Well at some point I guess I was interested in learning to depict the body anatomically/academically. That knowledge was important for me to learn and is still essential to the evolution of how I’ve depicted the human form. What I mean to say is that I still use the same logic to make these distorted forms that I used to make more standard or expected forms.

At some point, I think I realized that there was nothing really left to do in figure painting. There’s no particular talent I have in figure painting that is really needed or very original. I’m not a naturally gifted painter, which in some ways I think has worked in my favor. It often seems to turn out that a more gifted painter will peak earlier and settle for an academic approach that never really challenges convention, then repeats until the death of the artist or his/her career. I really had to strive to make my mistakes or my clumsiness work in my favor and I’m always trying to reconsider why and how I use the figure. So where I once had a more… oh, maybe typical or traditional interest in figure painting for the sheer enjoyment of depicting the figure, I’m now more interested in its allegorical potential or in what else it can become other than, strictly-speaking, a physical body.

In “Soundless Mouth,” is that The Watcher from Marvel Comics fucking Spiderman on a pile of trash and meat by the way?

HA! I absolutely love that interpretation and super excited you referenced The Watcher.

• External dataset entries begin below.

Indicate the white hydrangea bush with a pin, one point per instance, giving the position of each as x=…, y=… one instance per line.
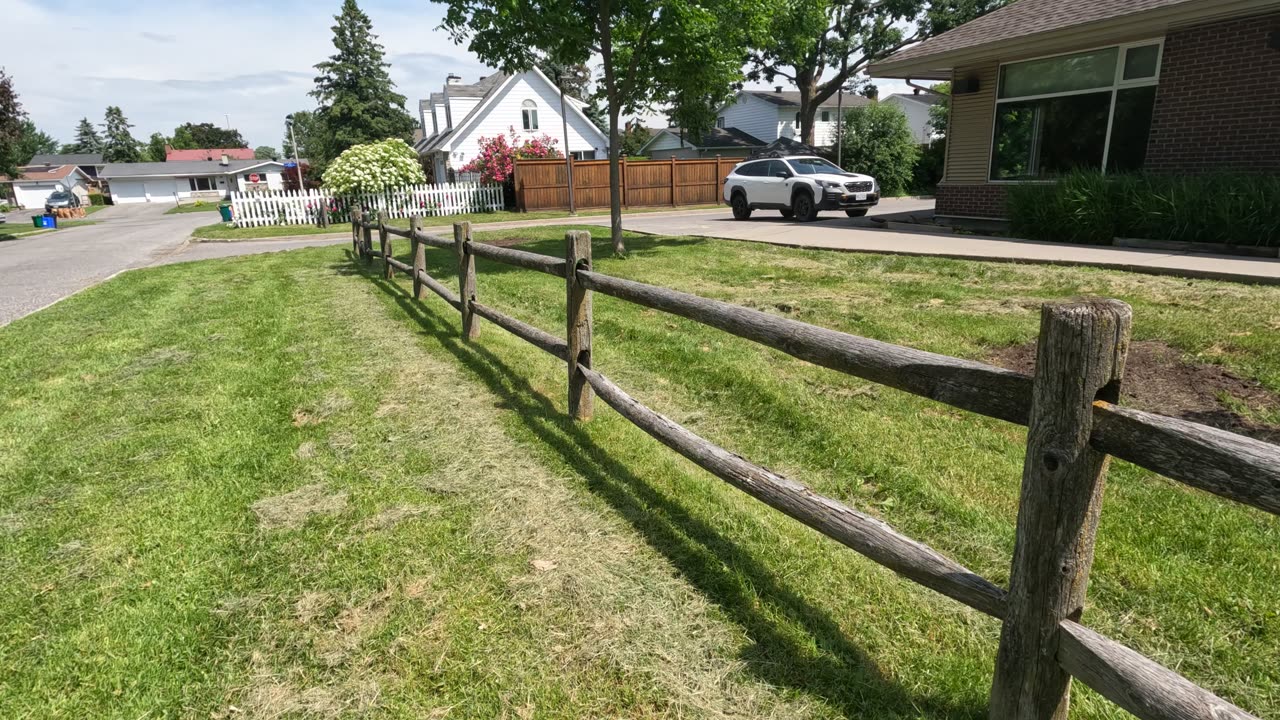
x=373, y=168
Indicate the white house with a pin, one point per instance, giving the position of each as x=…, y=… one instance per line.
x=528, y=104
x=915, y=106
x=36, y=183
x=769, y=115
x=190, y=180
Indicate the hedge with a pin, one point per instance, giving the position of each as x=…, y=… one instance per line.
x=1092, y=209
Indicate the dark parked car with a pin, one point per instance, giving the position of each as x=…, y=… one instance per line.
x=62, y=199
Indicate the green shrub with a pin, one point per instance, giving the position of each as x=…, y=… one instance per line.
x=1089, y=208
x=877, y=140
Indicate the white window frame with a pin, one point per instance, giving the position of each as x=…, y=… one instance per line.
x=1118, y=83
x=529, y=114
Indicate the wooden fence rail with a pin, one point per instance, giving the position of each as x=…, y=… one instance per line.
x=1074, y=425
x=543, y=185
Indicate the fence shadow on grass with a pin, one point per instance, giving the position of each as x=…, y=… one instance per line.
x=840, y=673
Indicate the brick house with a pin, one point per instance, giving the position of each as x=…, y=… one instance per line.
x=1041, y=87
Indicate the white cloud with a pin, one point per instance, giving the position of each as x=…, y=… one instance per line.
x=169, y=63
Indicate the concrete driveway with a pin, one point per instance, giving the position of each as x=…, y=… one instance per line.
x=41, y=269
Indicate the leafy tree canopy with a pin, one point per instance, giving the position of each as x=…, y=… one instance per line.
x=823, y=45
x=877, y=140
x=199, y=136
x=119, y=145
x=12, y=117
x=357, y=99
x=675, y=51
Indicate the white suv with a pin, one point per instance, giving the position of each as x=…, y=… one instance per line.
x=799, y=186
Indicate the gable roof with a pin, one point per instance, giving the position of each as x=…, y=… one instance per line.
x=493, y=87
x=68, y=159
x=181, y=168
x=209, y=154
x=711, y=140
x=791, y=99
x=1027, y=26
x=44, y=173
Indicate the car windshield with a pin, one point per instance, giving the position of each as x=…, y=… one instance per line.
x=813, y=167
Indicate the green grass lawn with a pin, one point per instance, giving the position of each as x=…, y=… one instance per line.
x=222, y=232
x=192, y=208
x=278, y=483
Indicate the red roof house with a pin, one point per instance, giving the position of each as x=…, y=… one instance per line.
x=209, y=154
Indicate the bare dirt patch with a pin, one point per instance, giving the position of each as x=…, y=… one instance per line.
x=1159, y=381
x=291, y=510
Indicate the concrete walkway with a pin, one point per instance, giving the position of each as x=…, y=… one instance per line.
x=850, y=235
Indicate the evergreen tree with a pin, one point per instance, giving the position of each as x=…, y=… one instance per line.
x=119, y=145
x=12, y=117
x=87, y=141
x=158, y=147
x=356, y=94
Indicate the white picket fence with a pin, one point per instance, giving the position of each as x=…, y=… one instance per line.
x=302, y=208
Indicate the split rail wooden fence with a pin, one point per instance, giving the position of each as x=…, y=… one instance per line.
x=543, y=185
x=1073, y=422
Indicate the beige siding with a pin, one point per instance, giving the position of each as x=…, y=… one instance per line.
x=969, y=135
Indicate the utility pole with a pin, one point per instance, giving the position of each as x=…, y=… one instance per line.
x=568, y=156
x=297, y=164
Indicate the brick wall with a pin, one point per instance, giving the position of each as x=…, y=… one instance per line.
x=977, y=200
x=1217, y=105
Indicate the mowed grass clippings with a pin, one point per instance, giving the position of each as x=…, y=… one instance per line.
x=278, y=487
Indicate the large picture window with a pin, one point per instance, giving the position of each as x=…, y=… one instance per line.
x=1086, y=110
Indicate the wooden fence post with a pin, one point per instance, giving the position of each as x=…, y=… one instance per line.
x=415, y=226
x=1079, y=358
x=577, y=256
x=466, y=279
x=384, y=245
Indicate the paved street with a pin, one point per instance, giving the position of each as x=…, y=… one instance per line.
x=40, y=269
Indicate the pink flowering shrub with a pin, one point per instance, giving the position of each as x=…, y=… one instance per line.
x=497, y=158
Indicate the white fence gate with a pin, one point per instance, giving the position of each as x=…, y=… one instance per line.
x=302, y=208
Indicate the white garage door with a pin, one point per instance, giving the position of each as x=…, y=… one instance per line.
x=126, y=191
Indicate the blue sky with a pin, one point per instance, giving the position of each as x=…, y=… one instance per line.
x=169, y=63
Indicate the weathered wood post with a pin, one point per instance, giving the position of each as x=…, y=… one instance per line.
x=466, y=279
x=577, y=256
x=415, y=226
x=1079, y=358
x=384, y=245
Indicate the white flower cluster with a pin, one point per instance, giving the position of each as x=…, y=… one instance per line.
x=373, y=168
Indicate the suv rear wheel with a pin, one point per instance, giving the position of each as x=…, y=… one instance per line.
x=804, y=208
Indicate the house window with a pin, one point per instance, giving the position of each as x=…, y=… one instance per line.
x=1087, y=110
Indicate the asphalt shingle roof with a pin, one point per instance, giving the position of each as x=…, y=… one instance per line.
x=1024, y=18
x=178, y=168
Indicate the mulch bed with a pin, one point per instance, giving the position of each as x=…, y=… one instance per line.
x=1157, y=381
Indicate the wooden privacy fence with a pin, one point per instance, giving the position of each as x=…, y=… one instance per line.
x=542, y=185
x=1073, y=422
x=319, y=206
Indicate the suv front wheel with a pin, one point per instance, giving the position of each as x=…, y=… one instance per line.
x=804, y=208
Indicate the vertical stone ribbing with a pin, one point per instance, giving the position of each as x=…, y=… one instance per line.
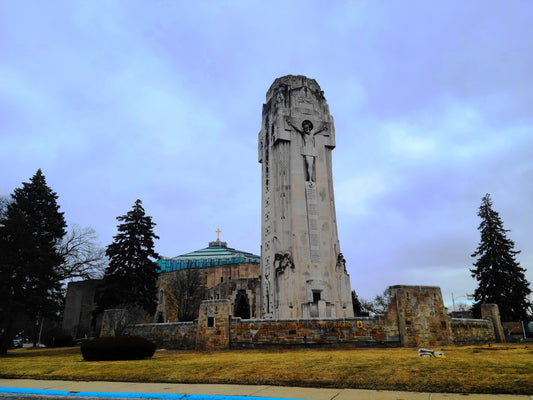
x=302, y=270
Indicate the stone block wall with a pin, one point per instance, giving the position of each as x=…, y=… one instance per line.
x=470, y=331
x=312, y=332
x=415, y=318
x=213, y=329
x=491, y=312
x=174, y=335
x=421, y=315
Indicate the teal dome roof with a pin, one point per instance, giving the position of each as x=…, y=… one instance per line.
x=217, y=253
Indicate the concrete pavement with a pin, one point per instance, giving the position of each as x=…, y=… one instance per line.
x=220, y=392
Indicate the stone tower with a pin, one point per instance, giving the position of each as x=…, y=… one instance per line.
x=303, y=272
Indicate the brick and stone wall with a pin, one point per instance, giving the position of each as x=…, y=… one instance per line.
x=470, y=331
x=174, y=335
x=313, y=332
x=415, y=317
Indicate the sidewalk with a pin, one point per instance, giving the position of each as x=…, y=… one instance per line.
x=139, y=390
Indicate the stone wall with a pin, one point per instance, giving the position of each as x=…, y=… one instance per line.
x=79, y=307
x=174, y=335
x=470, y=331
x=347, y=331
x=421, y=315
x=415, y=317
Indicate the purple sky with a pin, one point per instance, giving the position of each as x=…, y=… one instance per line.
x=161, y=100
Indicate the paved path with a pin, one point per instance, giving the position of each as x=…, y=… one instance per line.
x=221, y=392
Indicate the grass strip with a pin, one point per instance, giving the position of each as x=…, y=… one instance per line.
x=506, y=368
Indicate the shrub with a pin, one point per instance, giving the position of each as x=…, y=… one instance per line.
x=57, y=337
x=117, y=348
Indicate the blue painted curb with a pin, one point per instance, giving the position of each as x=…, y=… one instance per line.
x=168, y=396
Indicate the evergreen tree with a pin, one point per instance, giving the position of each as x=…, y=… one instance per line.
x=131, y=277
x=30, y=231
x=500, y=277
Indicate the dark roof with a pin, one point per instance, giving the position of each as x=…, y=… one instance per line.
x=217, y=253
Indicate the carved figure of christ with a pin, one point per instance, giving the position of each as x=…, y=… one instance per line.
x=308, y=150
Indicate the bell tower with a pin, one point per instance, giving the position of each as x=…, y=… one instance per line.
x=303, y=272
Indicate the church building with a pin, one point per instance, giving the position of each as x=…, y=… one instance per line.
x=221, y=271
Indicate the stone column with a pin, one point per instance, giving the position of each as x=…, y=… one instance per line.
x=301, y=262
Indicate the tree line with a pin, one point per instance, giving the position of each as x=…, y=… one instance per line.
x=501, y=279
x=38, y=256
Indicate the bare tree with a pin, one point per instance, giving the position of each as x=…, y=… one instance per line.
x=84, y=258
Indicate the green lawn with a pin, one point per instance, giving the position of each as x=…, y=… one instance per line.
x=471, y=369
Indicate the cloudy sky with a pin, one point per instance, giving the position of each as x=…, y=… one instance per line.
x=161, y=101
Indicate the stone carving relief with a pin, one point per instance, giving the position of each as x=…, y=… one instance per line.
x=341, y=263
x=282, y=261
x=308, y=148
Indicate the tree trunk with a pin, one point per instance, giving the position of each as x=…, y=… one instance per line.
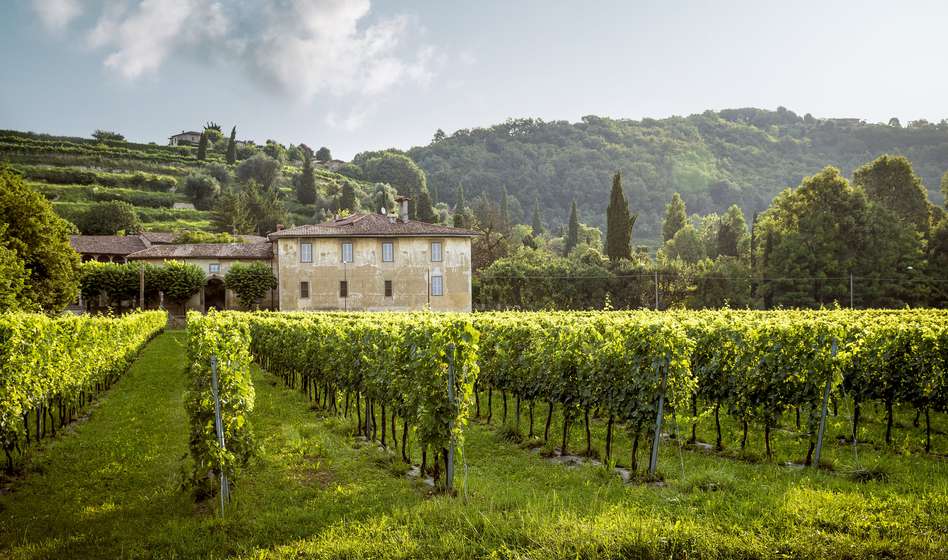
x=549, y=418
x=609, y=437
x=717, y=426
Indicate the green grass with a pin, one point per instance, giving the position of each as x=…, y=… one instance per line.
x=111, y=489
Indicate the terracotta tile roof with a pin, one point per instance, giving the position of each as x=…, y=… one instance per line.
x=107, y=244
x=372, y=225
x=260, y=251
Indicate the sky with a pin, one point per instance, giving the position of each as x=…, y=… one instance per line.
x=358, y=75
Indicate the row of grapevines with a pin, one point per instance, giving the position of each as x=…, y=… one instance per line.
x=617, y=363
x=50, y=367
x=225, y=338
x=398, y=362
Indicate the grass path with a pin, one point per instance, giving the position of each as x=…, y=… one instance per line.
x=111, y=488
x=111, y=475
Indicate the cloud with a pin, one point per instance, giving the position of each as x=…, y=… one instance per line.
x=300, y=47
x=56, y=14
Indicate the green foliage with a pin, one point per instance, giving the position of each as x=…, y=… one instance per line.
x=202, y=147
x=14, y=280
x=227, y=339
x=393, y=168
x=181, y=280
x=202, y=190
x=675, y=218
x=263, y=169
x=109, y=218
x=537, y=218
x=232, y=146
x=714, y=159
x=306, y=184
x=347, y=198
x=424, y=212
x=732, y=233
x=250, y=282
x=107, y=135
x=189, y=236
x=619, y=223
x=49, y=360
x=891, y=182
x=572, y=234
x=41, y=240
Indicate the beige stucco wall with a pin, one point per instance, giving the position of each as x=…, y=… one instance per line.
x=366, y=275
x=230, y=299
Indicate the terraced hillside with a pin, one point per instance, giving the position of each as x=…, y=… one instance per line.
x=74, y=173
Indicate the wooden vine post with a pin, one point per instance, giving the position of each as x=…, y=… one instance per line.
x=826, y=390
x=449, y=475
x=653, y=460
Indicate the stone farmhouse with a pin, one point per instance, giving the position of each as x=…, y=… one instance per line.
x=362, y=262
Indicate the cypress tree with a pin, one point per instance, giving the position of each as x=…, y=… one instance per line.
x=572, y=235
x=504, y=210
x=618, y=223
x=202, y=147
x=675, y=217
x=232, y=146
x=537, y=222
x=306, y=187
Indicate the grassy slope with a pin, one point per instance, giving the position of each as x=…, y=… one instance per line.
x=111, y=489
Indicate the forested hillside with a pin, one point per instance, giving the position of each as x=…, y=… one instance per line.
x=715, y=159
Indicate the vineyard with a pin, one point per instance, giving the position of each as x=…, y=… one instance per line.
x=52, y=368
x=627, y=369
x=515, y=435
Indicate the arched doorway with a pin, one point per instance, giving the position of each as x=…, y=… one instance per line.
x=214, y=295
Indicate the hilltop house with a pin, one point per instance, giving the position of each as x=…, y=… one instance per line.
x=185, y=139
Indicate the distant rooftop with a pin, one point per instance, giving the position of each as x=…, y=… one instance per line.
x=373, y=225
x=206, y=251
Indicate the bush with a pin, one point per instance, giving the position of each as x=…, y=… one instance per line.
x=250, y=282
x=109, y=218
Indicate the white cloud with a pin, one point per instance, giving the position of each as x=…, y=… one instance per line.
x=301, y=47
x=56, y=14
x=142, y=39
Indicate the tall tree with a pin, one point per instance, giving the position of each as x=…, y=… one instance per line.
x=306, y=185
x=202, y=147
x=40, y=239
x=424, y=211
x=618, y=223
x=572, y=233
x=891, y=182
x=232, y=146
x=732, y=232
x=537, y=220
x=504, y=210
x=675, y=217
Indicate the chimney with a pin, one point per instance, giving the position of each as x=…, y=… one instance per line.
x=403, y=208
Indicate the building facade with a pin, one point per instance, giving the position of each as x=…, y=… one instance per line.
x=373, y=262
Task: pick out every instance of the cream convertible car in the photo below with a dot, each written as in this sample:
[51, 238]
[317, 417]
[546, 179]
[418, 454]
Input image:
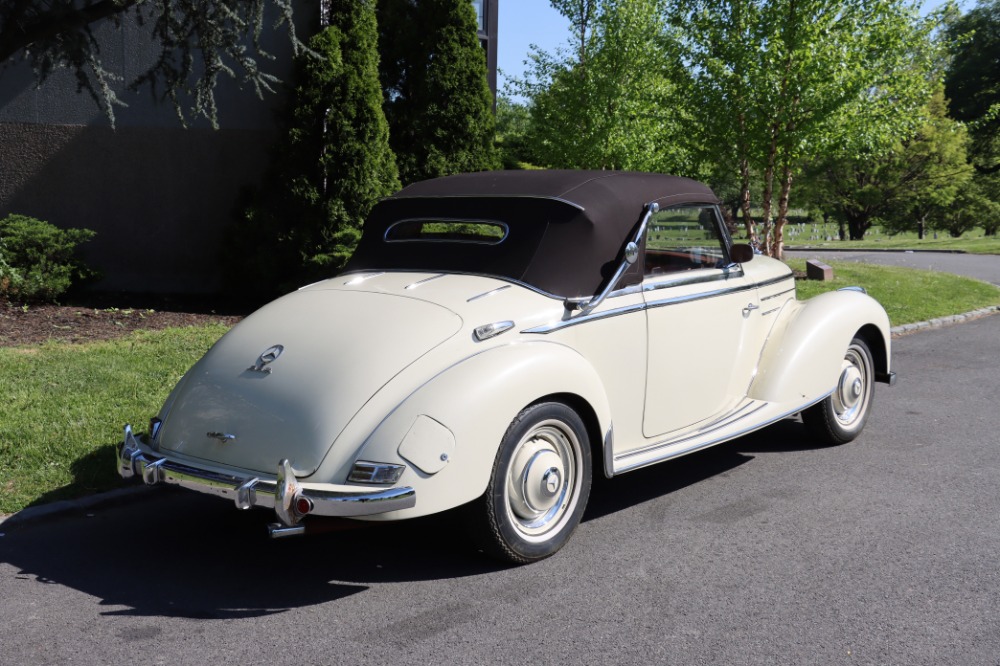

I don’t want to ruin that dream for you, so I’ll keep it brief: The bottom figure, which carries the likeness of my father, does have a Spiderman costume on. You can decide what that means to you. The top figure, which resembles me with my head shaved, might as well be The Watcher. (Although if he is The Watcher, he ironically watches without eyes, since I was thinking of Oedipus who tore out his eyes after his embarrassing blunder.) And yes, it is a pile of trash and meat. Good eye.

Comic book characters, by the way, come up in my work more often than anyone seems to notice. I’m familiar with three bodies of mythology: Marvel Comics, DC Comics and the Holy Bible. And they’re all pretty good reading.